Dass der Datenschutz bei Tiktok problematisch ist, ist nichts Neues. Das Medienportal Buzzfeed veröffentlicht Mitschnitte interner Meetings bei Tiktok, die einen Blick in die Blackbox ermöglichen.

Dem Medienportal Buzzfeed wurden offenbar interne Unterlagen zugespielt, darunter auch 80 Mitschnitte von internen Meetings bei Tiktok. "Und aus denen geht hervor, dass es zum einen verschiedene Programme und Tools bei Tiktok gibt, wo niemand so genau weiß, wozu die eigentlich da sind und wohin die Daten von dort abfließen", sagt unsere Netzreporterin Martina Schulte.

Außerdem hatten wohl Mitarbeiterinnen und Mitarbeiter bei Bytedance – dem Mutterkonzern von Tiktok – zwischen September 2021 und Januar 2022 mehrmals Zugriff auf sensible Daten westlicher Userinnen und User. "Das belegen diese Tapes", sagt Martina. Zu diesen sensiblen Daten gehören zum Beispiel nicht-öffentliche Daten wie das Geburtsdatum oder Telefonnummern.

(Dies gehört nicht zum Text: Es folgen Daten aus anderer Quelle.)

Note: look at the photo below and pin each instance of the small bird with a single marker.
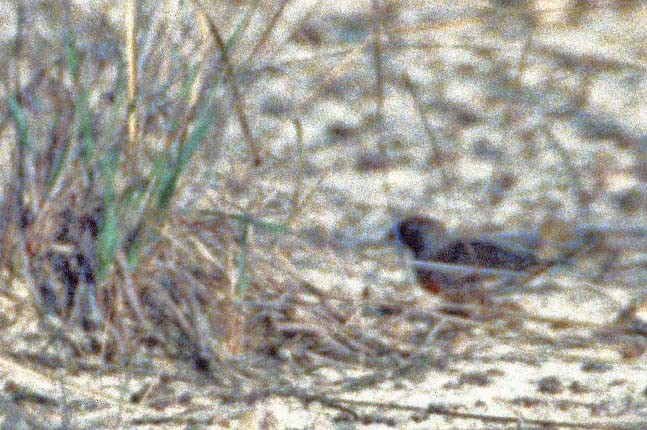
(445, 262)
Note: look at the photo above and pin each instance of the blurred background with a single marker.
(195, 196)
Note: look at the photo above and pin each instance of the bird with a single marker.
(450, 263)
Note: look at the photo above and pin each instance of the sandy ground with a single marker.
(565, 357)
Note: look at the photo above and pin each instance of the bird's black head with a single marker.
(421, 235)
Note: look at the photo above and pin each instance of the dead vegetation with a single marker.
(193, 201)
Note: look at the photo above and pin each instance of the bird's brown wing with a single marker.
(485, 254)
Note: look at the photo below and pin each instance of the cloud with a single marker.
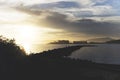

Bedenken gegenüber Tiktok sind nicht neu

Sorgen, dass Chinas Geheimdienst Zugriff auf die Daten westlicher Tiktok-Nutzerinnen und -Nutzer hat, gibt es schon länger. Der ehemalige US-Präsident Donald Trump wollte 2020 Tiktok in den USA sogar verbieten lassen. Eben auf Grund der Befürchtung, die chinesische Regierung könnte über Tiktok Daten von US-Bürgerinnen und -Bürger sammeln.

Denn es geht nicht allein um Geburtsdaten, sondern auch um Informationen über den Standort oder die sexuelle Orientierung von Personal beim Militär oder Geheimdienst.

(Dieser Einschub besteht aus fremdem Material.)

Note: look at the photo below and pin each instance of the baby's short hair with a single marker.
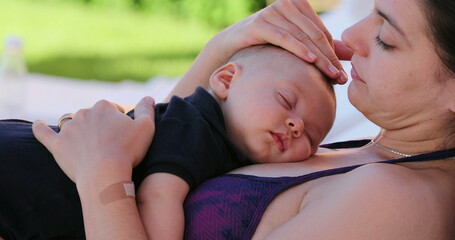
(270, 53)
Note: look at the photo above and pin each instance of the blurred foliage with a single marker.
(217, 13)
(112, 40)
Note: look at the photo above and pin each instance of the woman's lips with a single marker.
(355, 76)
(281, 141)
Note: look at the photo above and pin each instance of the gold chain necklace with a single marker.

"Tiktok ist eine Blackbox."
Martina Schulte, Deutschlandfunk-Nova-Netzreporterin

Wie berechtigt diese Bedenken sind, war bislang kaum nachzuweisen. "Was genau bei Tiktok mit den Daten passiert, wissen wir nicht", sagt Martina. Aber die aktuellen Mitschnitte können vielleicht etwas Licht ins Dunkel bringen. Denn jetzt lässt sich eben belegen, dass zumindest einige chinesische Mitarbeiter und Mitarbeiterinnen wohl weitreichende Zugriffsrechte haben, so Martina.

"Mit diesen Mitschnitten kann man zumindest genau belegen, dass einige chinesische Mitarbeiter sehr weitreichende Zugriffsrechte haben."
Martina Schulte, Deutschlandfunk-Nova-Netzreporterin

Tiktok wiederum bemüht sich, diese Vorwürfe zu zerstreuen. So sollen zum Beispiel die Daten US-amerikanischer Nutzerinnen und Nutzer demnächst in Texas gespeichert werden. Dazu hat das Unternehmen im März 2022 einen Deal mit dem US-amerikanischen Datenbankanbieter Oracle geschlossen: Die Firma soll künftig die Daten der US-amerikanischen Userinnen und User hosten.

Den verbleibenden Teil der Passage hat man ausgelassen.